While social media influencers have finally begun to speak about social issues, one can’t help but wonder if they’re doing it to score “woke points” on the Internet. With Koli, that’s not the case, because she has been an active campaigner for socially relevant youth centric issues from the start of her career. She’s tackled body image issues, online bullying, female subjugation, homophobia, climate change, and the swiftly spreading evil of fake news. Without knowing it herself, Prajakta Koli is the perfect brand because she is intensely marketable. And it is all because she probably has one of the least toxic and most informed fanbases around, who inspire her as much as she inspires them. It is this nature of the Prajakta Koli brand that allows her to be the first Indian digital creator to partake in the UN General Assembly, and represent India in Barack and Michelle Obama’s “Dear Class Of 2020” alongside BTS, Jennifer Lopez, Beyoncé, and Lady Gaga. After all, what is a content creator without their followers? And Koli’s followers understand the value of the aforementioned projects.

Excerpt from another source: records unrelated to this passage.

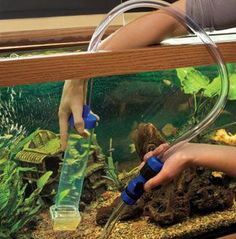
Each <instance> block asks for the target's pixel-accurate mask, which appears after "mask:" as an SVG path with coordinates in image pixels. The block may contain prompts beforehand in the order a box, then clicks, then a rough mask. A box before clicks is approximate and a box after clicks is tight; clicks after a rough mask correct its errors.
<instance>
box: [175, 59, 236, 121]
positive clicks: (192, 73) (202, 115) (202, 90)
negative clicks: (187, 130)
mask: <svg viewBox="0 0 236 239" xmlns="http://www.w3.org/2000/svg"><path fill="white" fill-rule="evenodd" d="M176 72H177V76H178V78H179V81H180V84H181V88H182V90H183V92H184V93H185V94H191V95H193V102H194V112H193V114H192V118H191V119H190V120H189V123H190V124H196V123H198V122H199V120H200V118H201V117H202V116H203V117H204V115H205V114H206V112H208V111H209V108H211V107H212V103H213V102H215V97H217V95H219V94H220V90H221V78H220V76H219V75H218V76H216V77H215V78H214V79H212V80H211V79H210V78H209V77H207V76H205V75H204V74H202V73H201V72H200V71H199V70H197V69H195V68H194V67H188V68H179V69H176ZM228 72H229V80H230V90H229V95H228V99H229V100H236V71H235V67H234V65H233V64H228Z"/></svg>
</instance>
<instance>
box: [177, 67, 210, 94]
mask: <svg viewBox="0 0 236 239" xmlns="http://www.w3.org/2000/svg"><path fill="white" fill-rule="evenodd" d="M176 72H177V76H178V78H179V80H180V83H181V86H182V88H183V91H184V93H185V94H197V93H198V92H199V91H200V90H201V89H205V88H206V87H207V85H208V84H209V79H208V77H206V76H204V75H203V74H202V73H201V72H200V71H198V70H196V69H194V68H193V67H188V68H179V69H176Z"/></svg>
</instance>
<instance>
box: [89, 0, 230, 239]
mask: <svg viewBox="0 0 236 239" xmlns="http://www.w3.org/2000/svg"><path fill="white" fill-rule="evenodd" d="M142 7H144V8H154V9H162V10H164V11H166V12H167V13H168V14H169V15H171V16H173V17H175V18H176V19H177V20H179V22H181V23H182V24H183V25H185V26H186V25H187V27H188V28H189V29H190V30H191V31H192V32H193V33H194V34H195V35H196V36H198V37H199V38H200V40H201V41H202V43H203V44H204V45H205V47H206V49H207V50H208V52H209V53H210V55H211V56H212V58H213V59H214V61H215V63H216V64H217V68H218V71H219V75H220V78H221V91H220V95H219V97H218V100H217V102H216V104H215V105H214V107H213V108H212V110H211V111H210V112H209V113H208V114H207V115H206V117H205V118H204V119H203V120H202V121H201V122H200V123H198V124H197V125H195V126H194V127H193V128H192V129H190V130H188V131H187V132H185V133H184V134H182V135H181V136H180V137H179V138H177V139H176V140H175V141H174V142H173V143H172V144H171V147H170V148H169V149H168V151H167V152H166V153H165V158H167V157H168V156H169V155H170V154H171V153H172V152H173V151H174V150H176V149H177V148H178V147H181V146H182V145H183V144H185V143H187V142H189V141H190V140H191V139H193V138H194V137H196V136H197V135H198V134H200V133H201V132H202V131H203V130H204V129H206V128H207V127H208V126H209V125H211V124H212V123H213V122H214V121H215V120H216V118H217V117H218V116H219V114H220V112H221V111H222V109H223V108H224V106H225V104H226V101H227V96H228V91H229V78H228V74H227V70H226V66H225V64H224V62H223V60H222V57H221V54H220V52H219V50H218V48H217V46H216V45H215V43H214V42H213V41H212V40H211V39H210V37H209V36H208V35H207V34H206V32H205V31H204V30H203V29H202V28H201V27H200V26H198V25H197V24H196V23H195V22H194V21H193V20H192V19H191V18H190V17H189V16H187V15H186V14H184V13H183V12H181V11H179V10H177V9H175V8H173V7H172V6H171V4H169V3H167V2H164V1H159V0H155V1H149V0H145V1H144V0H129V1H127V2H125V3H122V4H120V5H118V6H117V7H115V8H114V9H113V10H111V11H110V12H109V13H108V14H107V16H106V17H105V18H104V20H103V21H102V22H101V23H100V25H99V26H98V27H97V28H96V30H95V32H94V34H93V36H92V39H91V41H90V44H89V47H88V51H89V52H96V51H97V49H98V46H99V43H100V42H101V39H102V37H103V35H104V33H105V31H106V29H107V28H108V26H109V24H110V23H111V22H112V20H114V18H116V17H117V16H119V15H121V14H123V13H124V12H126V11H129V10H131V9H134V8H142ZM124 205H125V204H124V202H120V204H119V206H118V207H117V209H116V210H114V212H113V214H112V215H111V217H110V219H109V220H108V222H107V224H106V226H105V228H104V231H103V233H102V235H101V238H102V239H106V238H108V237H109V234H110V232H111V231H112V228H113V227H114V225H115V223H116V221H117V220H118V219H119V216H120V213H121V211H122V210H123V208H124Z"/></svg>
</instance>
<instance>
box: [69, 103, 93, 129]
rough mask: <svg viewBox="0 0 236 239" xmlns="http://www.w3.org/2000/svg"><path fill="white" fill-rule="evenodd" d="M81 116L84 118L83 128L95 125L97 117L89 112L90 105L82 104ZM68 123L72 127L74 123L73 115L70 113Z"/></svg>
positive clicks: (85, 128)
mask: <svg viewBox="0 0 236 239" xmlns="http://www.w3.org/2000/svg"><path fill="white" fill-rule="evenodd" d="M82 117H83V120H84V128H85V129H94V128H95V127H96V123H97V118H96V116H95V115H93V114H91V113H90V107H89V106H88V105H84V106H83V113H82ZM69 125H70V127H72V128H74V125H75V123H74V117H73V115H72V114H71V115H70V117H69Z"/></svg>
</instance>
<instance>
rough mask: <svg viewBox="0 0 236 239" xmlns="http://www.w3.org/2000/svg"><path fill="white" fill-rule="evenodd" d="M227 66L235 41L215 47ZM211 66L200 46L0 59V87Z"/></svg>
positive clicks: (205, 50)
mask: <svg viewBox="0 0 236 239" xmlns="http://www.w3.org/2000/svg"><path fill="white" fill-rule="evenodd" d="M217 46H218V48H219V50H220V52H221V54H222V56H223V59H224V61H225V62H227V63H232V62H236V42H224V43H219V44H217ZM210 64H214V62H213V59H212V57H211V56H210V54H209V53H208V51H207V50H206V48H205V46H204V45H202V44H195V45H171V46H155V47H148V48H140V49H132V50H122V51H116V52H98V53H86V52H85V53H73V54H61V55H52V56H36V57H24V58H16V59H12V58H10V59H1V60H0V72H1V74H0V86H13V85H24V84H33V83H43V82H53V81H63V80H66V79H83V78H92V77H100V76H109V75H121V74H131V73H137V72H148V71H158V70H167V69H175V68H178V67H189V66H203V65H210Z"/></svg>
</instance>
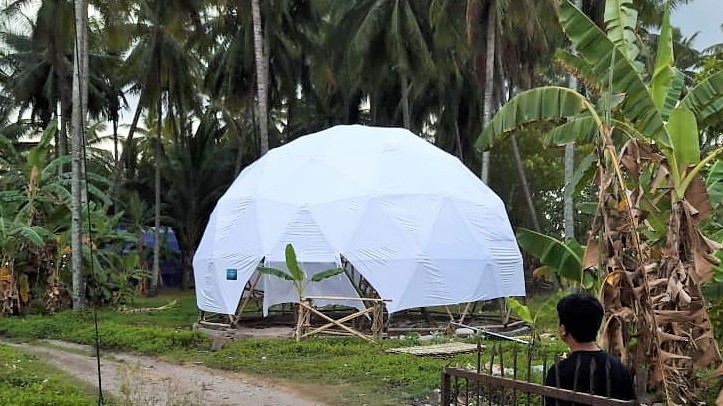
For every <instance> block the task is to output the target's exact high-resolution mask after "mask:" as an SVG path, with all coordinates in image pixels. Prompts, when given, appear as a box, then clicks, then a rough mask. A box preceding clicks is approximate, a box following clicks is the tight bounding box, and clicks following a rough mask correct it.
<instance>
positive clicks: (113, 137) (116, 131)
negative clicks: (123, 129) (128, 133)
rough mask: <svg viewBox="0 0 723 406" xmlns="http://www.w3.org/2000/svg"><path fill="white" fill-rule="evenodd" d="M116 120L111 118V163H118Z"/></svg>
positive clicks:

As a content creator, there is also the issue of overfamiliarity. Because her followers have grown up with her, do they think she’s gotten too big for her boots if she doesn’t respond to their DMs? “I can handle the DMs. The only annoyance is when strangers whom I’ve gone to college or school with who probably didn’t even care about me then, call me up and go “hi Praju” and I’m like “Praju? Who is this?” she says. “I also get a little uncomfortable when my viewers come home. I love meeting them outside at coffee shops or on the highway. My parents love it when they come home and make tea for them but for me, my house is the only place where I can switch off,” she adds. And, then of course, in the quest for virality, content creators often seek notoriety. There are abuses hurled, ill-informed statements made and fan wars initiated. After all, any publicity is good publicity, right? Then, how has Koli managed to cut through the clutter and emerge as the person we’d like to see represent our country on the global stage?
“I don’t think I would have pulled this off for six years if I was trying to be someone I’m not. Even in real life, I’m not someone jo bahut gaaliyaan deke baat karti hai. I have always enjoyed watching content with my parents and this is the idea I want to promote — if I’m making a piece of content, I want it to be your dinner-time conversation. I honestly believe you don’t need to be notorious to cut through the clutter,” she says, ending the interview with a smile, and her trademark disarming honesty.